The Collection is not specifically mentioned in the Westminster Standards, which frankly is not surprising given that at the time of their composition, it was assumed that they would be the Confession of all the established churches of the British Isles. The established churches were supported by tax revenues collected by the state, and thus the salaries of Pastors and the expenses of the church were paid by the government and collections were not necessary for that purpose.
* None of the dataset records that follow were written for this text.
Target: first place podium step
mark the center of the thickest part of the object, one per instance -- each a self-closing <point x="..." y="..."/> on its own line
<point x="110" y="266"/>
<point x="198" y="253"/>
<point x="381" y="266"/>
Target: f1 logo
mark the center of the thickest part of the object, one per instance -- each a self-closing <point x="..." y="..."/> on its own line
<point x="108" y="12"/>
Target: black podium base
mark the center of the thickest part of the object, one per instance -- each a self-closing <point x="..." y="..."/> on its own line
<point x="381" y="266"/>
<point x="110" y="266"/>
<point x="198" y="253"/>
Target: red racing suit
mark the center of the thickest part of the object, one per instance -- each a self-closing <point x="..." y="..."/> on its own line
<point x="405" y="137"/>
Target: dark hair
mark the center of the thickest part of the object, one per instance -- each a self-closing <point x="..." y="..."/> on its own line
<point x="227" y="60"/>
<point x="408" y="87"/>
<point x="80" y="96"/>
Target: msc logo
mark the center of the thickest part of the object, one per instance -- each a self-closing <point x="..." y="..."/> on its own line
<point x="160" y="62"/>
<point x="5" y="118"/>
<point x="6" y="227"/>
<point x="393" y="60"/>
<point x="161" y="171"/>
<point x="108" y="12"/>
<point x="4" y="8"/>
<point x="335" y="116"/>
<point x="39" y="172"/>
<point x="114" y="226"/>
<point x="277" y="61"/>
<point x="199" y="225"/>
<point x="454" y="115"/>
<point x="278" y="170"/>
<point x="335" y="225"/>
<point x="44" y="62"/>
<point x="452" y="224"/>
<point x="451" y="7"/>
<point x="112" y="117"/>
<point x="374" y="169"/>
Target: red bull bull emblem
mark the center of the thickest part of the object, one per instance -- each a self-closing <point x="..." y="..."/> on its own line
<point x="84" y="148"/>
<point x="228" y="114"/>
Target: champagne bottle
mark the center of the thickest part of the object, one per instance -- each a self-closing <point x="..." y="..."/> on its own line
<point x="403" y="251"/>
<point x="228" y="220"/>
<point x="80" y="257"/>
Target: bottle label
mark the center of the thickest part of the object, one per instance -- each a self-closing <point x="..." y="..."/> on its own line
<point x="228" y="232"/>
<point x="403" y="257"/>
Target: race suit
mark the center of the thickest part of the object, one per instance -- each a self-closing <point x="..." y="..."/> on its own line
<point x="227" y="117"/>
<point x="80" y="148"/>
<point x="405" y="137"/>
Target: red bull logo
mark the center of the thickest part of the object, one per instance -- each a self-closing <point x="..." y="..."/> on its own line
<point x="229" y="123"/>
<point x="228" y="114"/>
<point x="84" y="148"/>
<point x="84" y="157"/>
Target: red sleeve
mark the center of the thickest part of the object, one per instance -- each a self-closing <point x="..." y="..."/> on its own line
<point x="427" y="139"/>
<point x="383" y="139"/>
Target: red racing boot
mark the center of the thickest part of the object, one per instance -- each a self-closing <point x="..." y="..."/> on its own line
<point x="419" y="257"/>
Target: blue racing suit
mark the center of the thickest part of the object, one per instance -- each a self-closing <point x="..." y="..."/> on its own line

However, even with state support, the Directory For the Publick Worship of God, assumes that collections will be irregularly taken up during public worship to relieve the needs of the poor.
Obviously the needs of churches in the United States are no longer met by the state, and therefore generally speaking it is the giving of God’s people alone that meets the needs of the church. Unfortunately, recent polls tell us that only 4 percent of believers tithe, and the average level of giving is 2.3 percent of income. Now 2.3% is not a sacrifice, I mean I hate to say it, but I probably misplace more than 2.3% of my income and my wife can attest to that. R.C. Sproul is probably right when he noted that this trend was probably a sign of the spiritual weakness of American churchgoers, or as he put it, “Stewardship and tithing are easy in comparison with many aspects of Christian life, so a faithless giver will likely neglect weightier matters of faith.”
Regarding how much you should be giving to to the kingdom; that is ultimately between you and God, but it should never simply be from your excess. Remember the example of King David who came to make a sacrifice at a particular threshing floor in 2 Sam. 24:20-25 and his servant Araunah offered to give Him the threshing floor and the oxen and the wood as a gift, but David said “No, but I will surely buy it from you for a price; nor will I offer burnt offerings to the LORD my God with that which costs me nothing.” So David bought the threshing floor and the oxen for fifty shekels of silver.”
Whatever your tithe is, make sure it really is a sacrifice rather than simply a surplus.
More important than simply the amount however, our tithing should be a heartfelt act of giving rather than simply a grudgingly performed duty. Therefore let your tithing be done:
According to your true ability, as the Lord has prospered you – “On the first day of the week let each one of you lay something aside, storing up as he may prosper” (1 Cor. 16:2)
Generously, cheerfully, and from the heart – “So let each one give as he purposes in his heart, not grudgingly or of necessity; for God loves a cheerful giver.” (2 Cor. 9:7)
Before God, and not so that other men would see you – “But when you do a charitable deed, do not let your left hand know what your right hand is doing, that your charitable deed may be in secret; and your Father who sees in secret will Himself reward you openly.” (Matt. 6:3-4)
[I had intended to publish this much later on, but a question from a reader caused me to bring it considerably forward in the order.]